In his first six months of retirement, Winn has not been resting—he’s still passionate about training people on emergency procedures.
“I’m not one to sit around the house,” he said. “I’ve been putting together classes for CERT and VOP, getting communications radios brought up to date with new frequencies, and training the LAPD on the Topanga zones, the Malibu dolphin stickers program and other evacuation protocols.” He is also working with hospitals on evacuation procedures.
“I don’t want to lose the momentum of people being prepared for emergencies. Even if you get COVID and have to go quarantine, you still need to have a go-bag ready, and you’ll still be displaced for 14 days,” he cautioned.

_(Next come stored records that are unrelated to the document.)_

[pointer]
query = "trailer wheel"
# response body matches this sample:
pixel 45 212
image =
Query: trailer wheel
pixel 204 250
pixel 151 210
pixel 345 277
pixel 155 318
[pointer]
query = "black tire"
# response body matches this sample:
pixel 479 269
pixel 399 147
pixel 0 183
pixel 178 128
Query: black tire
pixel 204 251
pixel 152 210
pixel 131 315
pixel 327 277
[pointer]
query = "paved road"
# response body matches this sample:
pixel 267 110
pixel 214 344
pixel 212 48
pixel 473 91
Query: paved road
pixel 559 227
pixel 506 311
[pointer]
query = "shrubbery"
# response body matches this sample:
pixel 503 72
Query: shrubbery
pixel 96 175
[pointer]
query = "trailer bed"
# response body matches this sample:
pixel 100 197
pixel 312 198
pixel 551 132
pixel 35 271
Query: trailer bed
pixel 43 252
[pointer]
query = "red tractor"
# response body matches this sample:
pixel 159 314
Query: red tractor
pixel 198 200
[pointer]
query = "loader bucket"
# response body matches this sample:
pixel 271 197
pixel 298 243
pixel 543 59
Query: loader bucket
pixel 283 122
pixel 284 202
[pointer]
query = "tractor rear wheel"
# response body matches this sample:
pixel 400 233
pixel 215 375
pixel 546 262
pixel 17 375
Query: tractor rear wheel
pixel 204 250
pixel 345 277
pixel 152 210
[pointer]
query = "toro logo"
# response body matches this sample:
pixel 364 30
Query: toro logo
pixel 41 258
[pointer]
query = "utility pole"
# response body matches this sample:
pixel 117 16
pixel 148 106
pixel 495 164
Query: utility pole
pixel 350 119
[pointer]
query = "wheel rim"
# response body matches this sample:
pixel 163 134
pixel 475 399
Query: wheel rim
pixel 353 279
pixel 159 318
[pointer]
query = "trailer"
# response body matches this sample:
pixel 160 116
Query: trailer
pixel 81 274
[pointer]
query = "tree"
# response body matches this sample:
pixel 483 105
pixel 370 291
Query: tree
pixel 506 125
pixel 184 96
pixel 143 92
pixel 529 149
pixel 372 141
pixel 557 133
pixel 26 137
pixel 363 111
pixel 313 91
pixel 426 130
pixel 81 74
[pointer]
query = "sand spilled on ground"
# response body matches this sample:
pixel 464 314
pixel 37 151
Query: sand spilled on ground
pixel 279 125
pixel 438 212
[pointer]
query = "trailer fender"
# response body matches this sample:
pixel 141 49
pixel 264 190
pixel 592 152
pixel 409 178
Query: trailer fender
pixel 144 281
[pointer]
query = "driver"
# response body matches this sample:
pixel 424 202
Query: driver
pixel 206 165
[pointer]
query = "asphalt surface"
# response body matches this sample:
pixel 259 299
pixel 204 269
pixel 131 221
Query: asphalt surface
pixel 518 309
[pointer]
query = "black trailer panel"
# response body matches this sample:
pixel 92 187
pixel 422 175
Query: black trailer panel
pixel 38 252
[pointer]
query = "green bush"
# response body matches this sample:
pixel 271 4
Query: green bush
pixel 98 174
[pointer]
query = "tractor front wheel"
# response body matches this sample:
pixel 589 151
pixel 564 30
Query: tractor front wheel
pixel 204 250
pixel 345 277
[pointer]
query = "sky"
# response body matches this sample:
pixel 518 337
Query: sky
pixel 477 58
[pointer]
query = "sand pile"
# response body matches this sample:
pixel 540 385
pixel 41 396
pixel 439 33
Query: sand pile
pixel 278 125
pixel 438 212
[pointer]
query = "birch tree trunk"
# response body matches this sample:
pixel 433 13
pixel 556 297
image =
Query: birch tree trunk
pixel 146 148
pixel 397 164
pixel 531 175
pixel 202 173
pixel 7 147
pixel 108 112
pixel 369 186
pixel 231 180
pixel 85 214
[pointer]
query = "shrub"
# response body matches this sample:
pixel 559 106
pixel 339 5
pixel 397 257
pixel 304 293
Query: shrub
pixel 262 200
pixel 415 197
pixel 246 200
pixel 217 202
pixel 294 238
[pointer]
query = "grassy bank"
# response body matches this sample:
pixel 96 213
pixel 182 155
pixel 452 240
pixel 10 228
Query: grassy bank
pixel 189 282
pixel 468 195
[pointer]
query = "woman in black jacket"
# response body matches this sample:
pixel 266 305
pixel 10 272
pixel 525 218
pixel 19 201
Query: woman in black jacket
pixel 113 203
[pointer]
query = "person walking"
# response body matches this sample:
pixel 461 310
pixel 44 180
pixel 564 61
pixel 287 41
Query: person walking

“I was very happy here and I’ve met a tremendous number of fantastic people … Some of the people were born and raised here and have been out in the mountains for 60 or 70 years,” he said. “You meet everyone here from the ultra-rich to the third-generation residents whose parents bought houses in the 1950s.”
Over the years, Winn said, the Lost Hills Station had become his home.
“A lot of deputies have come and gone from Lost Hills over the years, but there was a small core of us who decided we wanted to make this station our home,” Winn said, adding, “I love the area—I wouldn’t have traded it for anything. I got offers for transfers, but I didn’t want to leave my people.”